I chose these two ladies because through it all, they are a normal couple trying to persevere under adverse conditions. These conditions cause some strain in their relationship, even threatens to tear them apart. Lorraine doesn't want to be seen as different. She wants to blend in and be friends with her neighbors. All of the disdainful talk and scornful looks cast in her direction deeply bothers her. In addition to her own emotions, she has the more tangible worry about her career as a teacher. This is a time when being outed would probably lead to her being fired. Tee, short for Theresa, is the stronger of the two. She is fully accepting of who she is and encourages Lorraine to be the same way. She really doesn't give a damn if the neighborhood hens accept her or not.

Eventually, an argument between the two leads to a heinous crime committed against Lorraine by one of the neighborhood thugs. This, in turn, leads to the galvanization of the women who were once all against Lorraine and Tee and an all out attack on the daunting brick wall that keeps them in Brewster Place. There are also some larger socio-economic issues being explored by this, but the fact remains that the very women who shunned them have come to their aid at the end. There is also the idea that in order for progress to be made, there must be suffering.

For me personally, it's one of the earliest representations of homosexuality I encountered that wasn't played for comedic effect and/or portrayed almost entirely as a stereotype.
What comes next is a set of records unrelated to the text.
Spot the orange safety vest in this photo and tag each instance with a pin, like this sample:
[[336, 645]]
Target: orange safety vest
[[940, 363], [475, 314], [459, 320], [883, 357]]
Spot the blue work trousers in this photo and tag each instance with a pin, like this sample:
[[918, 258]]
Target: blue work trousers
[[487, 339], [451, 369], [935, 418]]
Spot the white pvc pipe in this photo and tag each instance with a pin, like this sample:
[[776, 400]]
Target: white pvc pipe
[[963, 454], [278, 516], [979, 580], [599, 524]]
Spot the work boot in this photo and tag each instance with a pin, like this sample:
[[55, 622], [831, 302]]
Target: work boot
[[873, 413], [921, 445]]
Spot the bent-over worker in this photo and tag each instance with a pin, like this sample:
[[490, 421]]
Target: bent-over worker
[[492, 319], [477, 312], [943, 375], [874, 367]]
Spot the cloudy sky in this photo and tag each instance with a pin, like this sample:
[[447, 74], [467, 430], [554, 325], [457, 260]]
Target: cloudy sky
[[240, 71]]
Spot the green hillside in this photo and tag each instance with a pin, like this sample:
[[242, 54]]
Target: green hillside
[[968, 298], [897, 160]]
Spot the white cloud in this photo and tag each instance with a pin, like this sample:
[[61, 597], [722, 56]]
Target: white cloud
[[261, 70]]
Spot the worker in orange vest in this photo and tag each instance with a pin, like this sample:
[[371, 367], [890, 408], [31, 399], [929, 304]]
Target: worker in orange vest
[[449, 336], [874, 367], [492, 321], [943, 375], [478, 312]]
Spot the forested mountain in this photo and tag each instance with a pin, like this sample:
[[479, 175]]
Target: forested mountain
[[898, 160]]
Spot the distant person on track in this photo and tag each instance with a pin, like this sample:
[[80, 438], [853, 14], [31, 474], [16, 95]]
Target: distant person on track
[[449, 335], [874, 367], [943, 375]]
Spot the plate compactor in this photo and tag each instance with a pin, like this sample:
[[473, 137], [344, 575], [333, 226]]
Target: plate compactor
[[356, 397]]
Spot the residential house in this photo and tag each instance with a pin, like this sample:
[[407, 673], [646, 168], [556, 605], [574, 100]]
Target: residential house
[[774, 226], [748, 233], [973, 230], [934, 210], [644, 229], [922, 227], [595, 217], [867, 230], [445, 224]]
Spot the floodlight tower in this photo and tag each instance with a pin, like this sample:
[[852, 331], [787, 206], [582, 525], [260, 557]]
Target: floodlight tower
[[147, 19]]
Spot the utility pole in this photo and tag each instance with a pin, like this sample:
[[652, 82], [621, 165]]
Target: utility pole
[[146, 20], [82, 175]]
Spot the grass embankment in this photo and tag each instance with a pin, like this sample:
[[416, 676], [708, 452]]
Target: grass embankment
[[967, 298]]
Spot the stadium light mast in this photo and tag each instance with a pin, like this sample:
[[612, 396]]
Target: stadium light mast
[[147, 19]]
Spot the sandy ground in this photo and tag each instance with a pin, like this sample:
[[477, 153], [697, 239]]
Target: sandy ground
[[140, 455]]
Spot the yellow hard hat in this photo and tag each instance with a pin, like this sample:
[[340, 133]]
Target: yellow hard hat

This couple was presented as a pair of people dealing with discrimination which struck a chord with me. They were dealing with what the heroes of Civil Rights in America dealt with. Other than their sexuality, they seemed to be no different than women I had known all my life. Neither was excessively masculine, or obviously damaged in a way that might be construed to "cause" her to be a lesbian. They just were. That's a good a reason as any to include them in this blogathon.


  1. I'm not sure I've heard of these two, but they sound like a pretty good choice. It also adds a bit of racial diversity, which I guess should hardly be a surprise from you at this point given both your entries to my Women in Film Blogathons. I'll add this one to the list right away.

    I really got to get my own entry up. I started on one but haven't done a lot with it. Hopefully I'll get a few more entries before the deadline as well.

    1. It's an interesting movie told entirely from a female perspective. I recommend both it and he novel. Thanks for coming up with blogathons which allow me to higjlight characters of color.

  2. I'd never heard of these characters. I like what you said about them being the first homosexual characters you knew who weren't played for comedic effect. That's a good point.

    1. Glad to have brought them to your attention. Before them, and about a thousand times since I've seen them, I'd only come across gay characters who were either the butt of the jokes, or the entire joke themselves. They helped me realize that homosexuals are people as layered and diverse as any. This made them the obvious choice, for me.